Beyond significant improvements in biomass production, the implementation of ABS in SAC would also markedly reduce operating costs. ABS (0.1 kWh m−3) could save up to 93% on energy costs compared to traditional harvesting methods (e.g., disc stack centrifugation (1.4 kWh m−3))3, while maintaining high efficiency and recovery rates. As the dewatering process accounts for $24.4 per ton of biomass in the current model (Supplementary Fig. 9), the simplified harvest by ABS would further significantly reduce the MBSP (however, we have not adjusted the $281 per ton MBSP generated by the NREL model to reflect such reductions).

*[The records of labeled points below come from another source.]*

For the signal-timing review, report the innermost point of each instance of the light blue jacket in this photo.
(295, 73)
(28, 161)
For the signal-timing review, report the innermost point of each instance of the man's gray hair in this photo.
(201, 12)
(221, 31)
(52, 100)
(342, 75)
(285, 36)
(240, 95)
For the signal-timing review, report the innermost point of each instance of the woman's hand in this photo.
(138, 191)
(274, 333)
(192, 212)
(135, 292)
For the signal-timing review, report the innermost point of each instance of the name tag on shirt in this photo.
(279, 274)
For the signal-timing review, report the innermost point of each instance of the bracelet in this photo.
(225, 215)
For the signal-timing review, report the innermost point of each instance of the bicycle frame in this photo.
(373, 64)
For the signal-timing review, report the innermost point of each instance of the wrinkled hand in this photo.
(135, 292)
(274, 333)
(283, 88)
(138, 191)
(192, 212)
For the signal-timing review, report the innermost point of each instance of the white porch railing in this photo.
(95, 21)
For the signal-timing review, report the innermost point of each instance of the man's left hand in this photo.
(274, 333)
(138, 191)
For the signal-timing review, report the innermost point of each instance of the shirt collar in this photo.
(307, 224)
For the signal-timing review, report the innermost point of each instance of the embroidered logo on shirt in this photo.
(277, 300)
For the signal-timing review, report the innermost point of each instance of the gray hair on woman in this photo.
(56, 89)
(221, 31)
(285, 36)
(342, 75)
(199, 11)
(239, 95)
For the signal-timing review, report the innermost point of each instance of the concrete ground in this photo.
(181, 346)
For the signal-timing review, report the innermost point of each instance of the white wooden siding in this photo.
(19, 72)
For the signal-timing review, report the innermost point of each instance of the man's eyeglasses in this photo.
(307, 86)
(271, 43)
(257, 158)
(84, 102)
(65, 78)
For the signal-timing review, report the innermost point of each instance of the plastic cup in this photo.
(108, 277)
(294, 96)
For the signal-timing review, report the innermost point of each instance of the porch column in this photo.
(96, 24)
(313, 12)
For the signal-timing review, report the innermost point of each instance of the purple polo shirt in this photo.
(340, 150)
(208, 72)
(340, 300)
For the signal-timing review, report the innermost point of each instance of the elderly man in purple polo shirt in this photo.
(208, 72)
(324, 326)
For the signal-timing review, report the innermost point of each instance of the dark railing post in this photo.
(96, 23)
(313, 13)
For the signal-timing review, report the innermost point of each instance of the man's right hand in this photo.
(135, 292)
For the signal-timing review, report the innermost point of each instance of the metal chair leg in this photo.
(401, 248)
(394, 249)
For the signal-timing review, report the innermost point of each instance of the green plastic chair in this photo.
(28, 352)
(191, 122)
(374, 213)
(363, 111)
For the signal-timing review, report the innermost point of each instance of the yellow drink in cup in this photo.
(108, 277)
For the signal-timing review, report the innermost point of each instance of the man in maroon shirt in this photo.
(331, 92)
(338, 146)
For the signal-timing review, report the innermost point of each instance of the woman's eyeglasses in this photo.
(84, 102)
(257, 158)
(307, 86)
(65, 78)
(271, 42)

In addition, due to the high glycogen content of UTEX 2973 cells42, the cyanobacterial biomass could directly feed into biorefineries for ethanol fermentation without pretreatment as described previously47,48. Demand for biomass is not considered by the NREL model used here, so the additional benefit of increased willingness-to-pay for biomass from the L524 and SAC platform is not quantified. While still in the early stages of development, the SAC platform with the L524 strain appears to overcome many of the challenges that have long plagued algal biofuel production.
Together, significant increases in algal productivity and reductions in operating costs result in a dramatic reduction in the break-even biomass price relative to prior algal production systems to below $300 per ton of AFDW. Detailed work must be done to provide robust cost estimates, but the initial results show great promise. At the same time, the SAC process would generate biomass that is significantly less costly to convert to ethanol than the current most common feedstock (corn), as it would eliminate the need for costly milling and other pre-treatment prior to fermentation47,48.